The Army’s got fairly stiff rules against female soldiers making themselves too alluring and seductive. This woman didn’t just violate them, she knocked them miles out of the ballpark with her puffed-up bouffant hairdo, a pair of big, flashy gold hoops that hung from her earlobes, and enough blush, lipstick, and rouge to paint the Berlin Wall. She was ferociously chewing what seemed to be a gigantic wad of gum.

“Hey, wait a moment,” she mumbled, putting a hand over the mouthpiece, then skillfully using her tongue to wedge the gum to the side of her mouth.

I gave her a nice, warm, cheery smile. “I’d like to speak with your first sergeant, please.”

She didn’t reply. Or she did reply. Her shoulders arched back a bit, a gesture I recognized right away as a womanly attempt to get me to notice her uptoppers a bit better. They were big uptoppers, too; so big she really didn’t need to waste any energy to draw attention to them. Even through her baggy battle dress, I could see that right nicely.
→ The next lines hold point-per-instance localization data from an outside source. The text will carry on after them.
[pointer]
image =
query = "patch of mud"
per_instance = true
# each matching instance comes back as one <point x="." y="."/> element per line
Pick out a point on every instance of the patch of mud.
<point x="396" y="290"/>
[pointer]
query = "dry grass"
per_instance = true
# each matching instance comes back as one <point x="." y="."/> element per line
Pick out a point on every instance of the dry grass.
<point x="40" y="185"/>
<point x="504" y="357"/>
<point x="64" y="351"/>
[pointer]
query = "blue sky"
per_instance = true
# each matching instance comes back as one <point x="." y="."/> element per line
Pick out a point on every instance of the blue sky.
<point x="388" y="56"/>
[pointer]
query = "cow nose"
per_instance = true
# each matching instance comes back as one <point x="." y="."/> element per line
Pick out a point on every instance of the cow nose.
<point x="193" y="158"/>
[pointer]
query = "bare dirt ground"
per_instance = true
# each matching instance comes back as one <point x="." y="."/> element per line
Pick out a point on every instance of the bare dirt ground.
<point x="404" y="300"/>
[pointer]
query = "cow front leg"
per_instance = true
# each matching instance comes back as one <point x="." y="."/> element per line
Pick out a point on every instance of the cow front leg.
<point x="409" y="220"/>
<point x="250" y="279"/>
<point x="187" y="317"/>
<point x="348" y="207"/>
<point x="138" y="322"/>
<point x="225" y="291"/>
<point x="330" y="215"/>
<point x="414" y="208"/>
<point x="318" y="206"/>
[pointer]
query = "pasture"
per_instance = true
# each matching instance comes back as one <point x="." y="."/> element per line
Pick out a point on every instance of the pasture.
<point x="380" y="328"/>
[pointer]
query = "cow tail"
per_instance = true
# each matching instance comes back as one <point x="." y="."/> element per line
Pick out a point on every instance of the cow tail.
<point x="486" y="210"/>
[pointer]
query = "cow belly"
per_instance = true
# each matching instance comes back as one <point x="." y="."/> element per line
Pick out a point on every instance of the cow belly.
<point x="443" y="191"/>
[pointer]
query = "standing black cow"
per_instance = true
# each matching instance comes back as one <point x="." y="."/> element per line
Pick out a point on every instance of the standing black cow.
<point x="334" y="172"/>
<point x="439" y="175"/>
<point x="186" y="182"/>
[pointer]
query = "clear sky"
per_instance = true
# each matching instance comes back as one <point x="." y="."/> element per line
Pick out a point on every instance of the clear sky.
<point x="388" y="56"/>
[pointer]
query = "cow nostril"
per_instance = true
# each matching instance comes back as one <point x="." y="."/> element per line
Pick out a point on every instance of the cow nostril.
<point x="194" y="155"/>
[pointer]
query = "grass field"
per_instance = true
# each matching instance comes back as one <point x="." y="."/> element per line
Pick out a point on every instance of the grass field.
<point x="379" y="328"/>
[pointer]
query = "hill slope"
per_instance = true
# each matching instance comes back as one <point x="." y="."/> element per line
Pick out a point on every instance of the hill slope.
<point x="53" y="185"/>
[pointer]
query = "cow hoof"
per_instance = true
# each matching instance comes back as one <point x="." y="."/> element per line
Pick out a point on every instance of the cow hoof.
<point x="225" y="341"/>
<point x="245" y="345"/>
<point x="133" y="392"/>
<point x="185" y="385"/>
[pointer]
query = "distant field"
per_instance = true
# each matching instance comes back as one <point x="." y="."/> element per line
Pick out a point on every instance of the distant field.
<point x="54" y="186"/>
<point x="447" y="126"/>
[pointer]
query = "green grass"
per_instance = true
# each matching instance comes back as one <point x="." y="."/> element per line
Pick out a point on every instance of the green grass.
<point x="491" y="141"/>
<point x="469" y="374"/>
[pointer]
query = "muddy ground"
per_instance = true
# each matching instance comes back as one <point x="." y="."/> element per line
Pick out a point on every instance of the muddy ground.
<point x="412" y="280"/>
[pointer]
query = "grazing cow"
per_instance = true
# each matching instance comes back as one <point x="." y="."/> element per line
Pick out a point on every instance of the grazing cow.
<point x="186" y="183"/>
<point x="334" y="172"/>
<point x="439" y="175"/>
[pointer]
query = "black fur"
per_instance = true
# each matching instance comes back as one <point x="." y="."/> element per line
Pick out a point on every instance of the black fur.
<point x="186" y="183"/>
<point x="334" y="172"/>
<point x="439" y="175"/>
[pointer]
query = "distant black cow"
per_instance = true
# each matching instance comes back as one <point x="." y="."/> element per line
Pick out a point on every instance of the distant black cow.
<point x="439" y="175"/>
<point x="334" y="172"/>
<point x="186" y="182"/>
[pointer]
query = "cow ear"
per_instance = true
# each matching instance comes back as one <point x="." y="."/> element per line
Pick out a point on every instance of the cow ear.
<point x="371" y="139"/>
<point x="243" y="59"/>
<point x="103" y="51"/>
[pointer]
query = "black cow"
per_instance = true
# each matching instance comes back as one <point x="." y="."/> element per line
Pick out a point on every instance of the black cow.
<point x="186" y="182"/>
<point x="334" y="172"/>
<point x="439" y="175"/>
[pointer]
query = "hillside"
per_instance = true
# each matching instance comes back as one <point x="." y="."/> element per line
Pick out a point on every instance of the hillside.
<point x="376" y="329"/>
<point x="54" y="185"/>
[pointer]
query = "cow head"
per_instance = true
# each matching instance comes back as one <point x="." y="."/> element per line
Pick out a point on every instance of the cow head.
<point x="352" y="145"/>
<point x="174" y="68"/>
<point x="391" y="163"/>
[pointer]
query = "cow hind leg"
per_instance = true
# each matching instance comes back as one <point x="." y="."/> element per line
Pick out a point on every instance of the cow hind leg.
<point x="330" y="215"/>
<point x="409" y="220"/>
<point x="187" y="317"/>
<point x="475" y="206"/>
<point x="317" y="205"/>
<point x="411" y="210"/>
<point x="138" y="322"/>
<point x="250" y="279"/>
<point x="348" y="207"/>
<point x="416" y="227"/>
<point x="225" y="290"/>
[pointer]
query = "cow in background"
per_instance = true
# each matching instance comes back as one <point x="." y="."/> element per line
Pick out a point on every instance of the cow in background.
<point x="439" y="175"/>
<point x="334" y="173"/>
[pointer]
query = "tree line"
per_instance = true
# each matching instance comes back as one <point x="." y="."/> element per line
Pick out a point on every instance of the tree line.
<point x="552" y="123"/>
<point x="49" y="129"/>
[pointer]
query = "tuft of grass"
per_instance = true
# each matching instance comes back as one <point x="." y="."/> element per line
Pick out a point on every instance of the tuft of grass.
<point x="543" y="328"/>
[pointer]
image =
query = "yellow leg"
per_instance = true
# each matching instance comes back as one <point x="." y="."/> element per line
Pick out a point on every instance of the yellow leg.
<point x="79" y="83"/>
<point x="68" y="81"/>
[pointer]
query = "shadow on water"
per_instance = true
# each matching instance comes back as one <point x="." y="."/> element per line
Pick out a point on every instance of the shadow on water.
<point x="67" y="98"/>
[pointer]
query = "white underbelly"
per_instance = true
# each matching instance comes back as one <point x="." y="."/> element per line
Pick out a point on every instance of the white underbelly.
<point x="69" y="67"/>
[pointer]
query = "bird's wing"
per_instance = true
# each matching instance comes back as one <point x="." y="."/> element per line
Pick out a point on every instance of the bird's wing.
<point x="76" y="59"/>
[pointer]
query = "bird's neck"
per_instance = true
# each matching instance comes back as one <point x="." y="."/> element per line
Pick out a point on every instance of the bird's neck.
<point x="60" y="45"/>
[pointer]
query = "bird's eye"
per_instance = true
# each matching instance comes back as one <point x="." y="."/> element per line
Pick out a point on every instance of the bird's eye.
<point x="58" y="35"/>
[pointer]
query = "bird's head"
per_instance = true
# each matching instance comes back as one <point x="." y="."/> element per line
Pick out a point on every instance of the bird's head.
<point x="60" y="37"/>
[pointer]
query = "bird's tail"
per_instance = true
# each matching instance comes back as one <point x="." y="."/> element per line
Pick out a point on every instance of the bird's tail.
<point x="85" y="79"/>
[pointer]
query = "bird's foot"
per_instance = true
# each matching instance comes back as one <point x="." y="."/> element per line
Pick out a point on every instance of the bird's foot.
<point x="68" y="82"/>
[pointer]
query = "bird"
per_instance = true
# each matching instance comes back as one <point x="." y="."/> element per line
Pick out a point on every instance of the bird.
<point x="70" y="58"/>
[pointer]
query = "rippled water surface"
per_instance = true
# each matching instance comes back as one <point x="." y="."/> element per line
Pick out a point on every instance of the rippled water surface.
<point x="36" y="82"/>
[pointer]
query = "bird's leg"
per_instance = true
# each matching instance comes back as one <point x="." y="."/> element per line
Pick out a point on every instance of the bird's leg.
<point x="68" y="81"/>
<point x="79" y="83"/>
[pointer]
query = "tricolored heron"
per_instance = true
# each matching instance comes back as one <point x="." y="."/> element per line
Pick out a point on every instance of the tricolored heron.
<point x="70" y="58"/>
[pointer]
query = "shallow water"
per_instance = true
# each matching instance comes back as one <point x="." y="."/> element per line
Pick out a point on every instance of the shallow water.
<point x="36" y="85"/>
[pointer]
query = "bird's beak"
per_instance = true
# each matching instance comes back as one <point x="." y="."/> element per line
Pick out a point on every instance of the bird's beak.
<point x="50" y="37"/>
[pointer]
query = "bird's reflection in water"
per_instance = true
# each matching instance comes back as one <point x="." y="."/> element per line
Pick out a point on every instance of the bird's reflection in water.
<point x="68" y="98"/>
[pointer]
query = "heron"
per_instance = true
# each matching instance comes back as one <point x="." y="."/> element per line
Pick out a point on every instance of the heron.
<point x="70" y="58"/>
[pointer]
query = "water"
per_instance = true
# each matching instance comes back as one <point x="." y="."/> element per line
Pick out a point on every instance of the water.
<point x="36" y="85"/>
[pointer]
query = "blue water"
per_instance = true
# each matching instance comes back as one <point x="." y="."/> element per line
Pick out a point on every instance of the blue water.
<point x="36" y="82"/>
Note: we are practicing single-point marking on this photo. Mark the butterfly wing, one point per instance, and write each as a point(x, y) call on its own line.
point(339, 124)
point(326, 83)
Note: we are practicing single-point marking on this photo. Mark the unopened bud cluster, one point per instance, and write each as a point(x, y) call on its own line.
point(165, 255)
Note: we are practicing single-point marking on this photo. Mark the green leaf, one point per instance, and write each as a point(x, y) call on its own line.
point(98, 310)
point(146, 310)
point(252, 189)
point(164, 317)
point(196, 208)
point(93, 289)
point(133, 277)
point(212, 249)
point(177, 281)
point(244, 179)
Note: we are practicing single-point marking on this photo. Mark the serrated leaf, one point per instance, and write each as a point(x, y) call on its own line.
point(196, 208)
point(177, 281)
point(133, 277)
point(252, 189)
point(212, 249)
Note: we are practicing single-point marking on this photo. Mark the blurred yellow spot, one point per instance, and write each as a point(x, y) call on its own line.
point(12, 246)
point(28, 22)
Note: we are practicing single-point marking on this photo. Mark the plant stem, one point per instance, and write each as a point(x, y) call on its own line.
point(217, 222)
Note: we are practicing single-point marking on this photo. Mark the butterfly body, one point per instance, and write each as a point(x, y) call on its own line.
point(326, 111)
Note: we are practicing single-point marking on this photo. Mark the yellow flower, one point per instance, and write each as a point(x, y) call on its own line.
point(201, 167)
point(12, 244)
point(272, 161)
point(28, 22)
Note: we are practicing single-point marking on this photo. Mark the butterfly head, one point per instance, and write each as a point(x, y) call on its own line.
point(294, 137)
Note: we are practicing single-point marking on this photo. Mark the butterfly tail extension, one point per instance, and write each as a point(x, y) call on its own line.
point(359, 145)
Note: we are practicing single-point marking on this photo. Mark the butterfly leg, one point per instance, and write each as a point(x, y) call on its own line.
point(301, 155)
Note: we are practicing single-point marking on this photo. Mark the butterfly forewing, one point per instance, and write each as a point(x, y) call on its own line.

Having gotten my attention, she smiled a bit more encouragingly. “And could I know the nature of your business, Major?”

“I’m the attorney for Captain Whitehall.”

“Captain Whitehall?”

“Yeah, Whitehall,” I said, looking around like maybe I’d wandered into the wrong unit. “Isn’t he the guy who used to command this company?”

“Yeah, that’s right,” she said, hanging up the phone without saying good-bye and then standing up. “Well, I’m sorry. The first sergeant’s not in.”

“Uh, okay. Thanks,” I told her, getting ready to depart.

Then I changed my mind.

“Wait a moment, Specialist, uh…” To check her nametag, I had no choice but to gaze once again at that huge chest of hers, an act she made all too easy by very generously pushing it even closer to my face.